Creating a Custom Object Detector Using Transfer Learning

How to train your own object detector using Open Images dataset and TensorFlow Object Detection API

Joyce Varghese
The Startup
8 min readSep 10, 2020

--

Photo by Nick Morrison on Unsplash

This article aims to help out beginners in machine learning on creating your own custom object detector. I have been trying to create a simple object detector and had to go through many articles spread across the internet to find all the required information. So I figured I’ll gather all the information I found in one place to make things easier for the next me.I’ll keep this as easy and informative as possible.

This article describes everything required to create a working object detector from gathering data to exporting the model for our use.

  1. Prerequisites
  2. Setting up the work environment
  3. Making the dataset
  4. Downloading and configuring the pre-trained model
  5. Training and evaluation
  6. Exporting the model

Prerequisites

This tutorial does not assume any previous knowledge of TensorFlow. I have tried to keep it as simple as I can so that anyone could get a working model at the end. For beginners, I definitely suggest this exercise as I found it to be an excellent first step into the world of transfer learning.

This tutorial utilizes Python. Several python packages are required to get this going. I’m just going to list them below. If you are reading this, you’ll probably have them already installed. If not, all these packages are very popular and there are lots of tutorials on the internet on how to install them.

  1. Pandas
  2. Tensorflow
  3. Tensorboard (Optional)
  4. Openimages

Installing TensorFlow Object Detection API

We are going to use TensorFlow Object Detection API to perform transfer learning.

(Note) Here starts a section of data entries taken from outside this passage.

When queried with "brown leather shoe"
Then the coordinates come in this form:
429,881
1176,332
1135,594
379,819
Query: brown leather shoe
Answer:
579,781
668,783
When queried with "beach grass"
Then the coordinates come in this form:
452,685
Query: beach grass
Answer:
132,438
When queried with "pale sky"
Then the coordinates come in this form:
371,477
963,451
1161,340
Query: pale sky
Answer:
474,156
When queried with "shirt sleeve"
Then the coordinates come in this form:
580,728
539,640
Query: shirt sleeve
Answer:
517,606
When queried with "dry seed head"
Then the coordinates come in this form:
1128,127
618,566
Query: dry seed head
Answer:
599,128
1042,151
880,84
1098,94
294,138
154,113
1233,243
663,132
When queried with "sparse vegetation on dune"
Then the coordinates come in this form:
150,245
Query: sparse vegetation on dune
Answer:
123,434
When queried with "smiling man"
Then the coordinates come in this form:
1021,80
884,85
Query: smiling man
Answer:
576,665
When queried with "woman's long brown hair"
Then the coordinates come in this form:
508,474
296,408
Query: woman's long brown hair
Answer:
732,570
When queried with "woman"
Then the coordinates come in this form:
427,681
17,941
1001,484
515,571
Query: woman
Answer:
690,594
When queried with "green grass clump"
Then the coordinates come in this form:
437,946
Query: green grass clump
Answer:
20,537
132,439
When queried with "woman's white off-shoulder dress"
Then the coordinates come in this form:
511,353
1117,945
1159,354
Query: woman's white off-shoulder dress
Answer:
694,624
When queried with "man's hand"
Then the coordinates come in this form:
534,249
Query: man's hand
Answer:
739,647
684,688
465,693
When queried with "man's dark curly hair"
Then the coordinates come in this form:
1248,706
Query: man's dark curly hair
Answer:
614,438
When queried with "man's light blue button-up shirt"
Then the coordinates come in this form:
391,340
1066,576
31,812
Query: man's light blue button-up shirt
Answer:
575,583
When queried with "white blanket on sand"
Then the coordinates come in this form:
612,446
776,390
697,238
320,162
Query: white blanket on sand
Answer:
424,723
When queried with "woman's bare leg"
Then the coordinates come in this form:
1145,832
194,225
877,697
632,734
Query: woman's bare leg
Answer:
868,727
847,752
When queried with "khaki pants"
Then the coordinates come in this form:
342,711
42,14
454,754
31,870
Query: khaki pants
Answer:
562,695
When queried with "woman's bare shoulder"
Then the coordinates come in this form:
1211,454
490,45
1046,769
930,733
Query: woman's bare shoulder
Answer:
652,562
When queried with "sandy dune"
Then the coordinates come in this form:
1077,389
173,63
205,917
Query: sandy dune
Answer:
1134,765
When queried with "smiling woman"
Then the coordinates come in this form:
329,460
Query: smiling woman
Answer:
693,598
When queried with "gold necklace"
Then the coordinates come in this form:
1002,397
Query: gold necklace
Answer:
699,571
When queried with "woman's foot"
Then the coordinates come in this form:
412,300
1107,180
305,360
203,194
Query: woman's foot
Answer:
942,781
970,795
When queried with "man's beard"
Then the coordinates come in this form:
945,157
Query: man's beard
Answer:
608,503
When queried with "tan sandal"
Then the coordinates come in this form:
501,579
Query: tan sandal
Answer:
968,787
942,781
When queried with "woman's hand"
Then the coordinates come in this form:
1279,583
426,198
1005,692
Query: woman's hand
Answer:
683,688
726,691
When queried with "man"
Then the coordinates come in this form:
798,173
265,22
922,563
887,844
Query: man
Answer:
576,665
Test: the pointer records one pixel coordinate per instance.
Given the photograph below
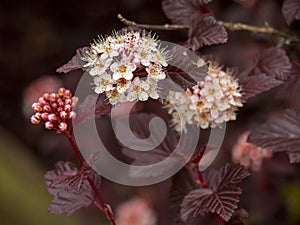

To install TensorFlow API, git clone the following repository to your computer.

The Tensorflow Object Detection API uses Protobufs to configure model and training parameters. To use Protobufs, the library needs to be downloaded and compiled.

  1. Go to Protobufs and download the latest version of protoc for your system.
  2. Extract the contents of the downloaded zip to a folder. You can find the protoc file inside the bin folder.
  3. Run the following command from within the TensorFlow/models/research folder inside the repository that you cloned.
protoc object_detection/protos/*.proto --python_out=.
cp object_detection/packages/tf2/setup.py .
python -m pip install .

Testing your installation

To test the installation, run the following command from within Tensorflow/models/research :

python3 object_detection/builders/model_builder_tf2_test.py

Successful installation will result in an output similar to


[ OK ] ModelBuilderTF2Test.test_create_ssd_models_from_config
[ RUN ] ModelBuilderTF2Test.test_invalid_faster_rcnn_batchnorm_update
[ OK ] ModelBuilderTF2Test.test_invalid_faster_rcnn_batchnorm_update
[ RUN ] ModelBuilderTF2Test.test_invalid_first_stage_nms_iou_threshold
[ OK ] ModelBuilderTF2Test.test_invalid_first_stage_nms_iou_threshold
[ RUN ] ModelBuilderTF2Test.test_invalid_model_config_proto
[ OK ] ModelBuilderTF2Test.test_invalid_model_config_proto
[ RUN ] ModelBuilderTF2Test.test_invalid_second_stage_batch_size
[ OK ] ModelBuilderTF2Test.test_invalid_second_stage_batch_size
[ RUN ] ModelBuilderTF2Test.test_session
[ SKIPPED ] ModelBuilderTF2Test.test_session
[ RUN ] ModelBuilderTF2Test.test_unknown_faster_rcnn_feature_extractor
[ OK ] ModelBuilderTF2Test.test_unknown_faster_rcnn_feature_extractor
[ RUN ] ModelBuilderTF2Test.test_unknown_meta_architecture
[ OK ] ModelBuilderTF2Test.test_unknown_meta_architecture
[ RUN ] ModelBuilderTF2Test.test_unknown_ssd_feature_extractor
[ OK ] ModelBuilderTF2Test.test_unknown_ssd_feature_extractor
— — — — — — — — — — — — — — — — — — — — — — — — — — — — — — — — — — —
Ran 20 tests in 68.510s
OK (skipped=1)

We are all set to create our own object detector model.

Setting up the work environment

Since the project files have similar names and can get very confusing, I have made a project file structure to avoid confusion. Git clone this repository to get started.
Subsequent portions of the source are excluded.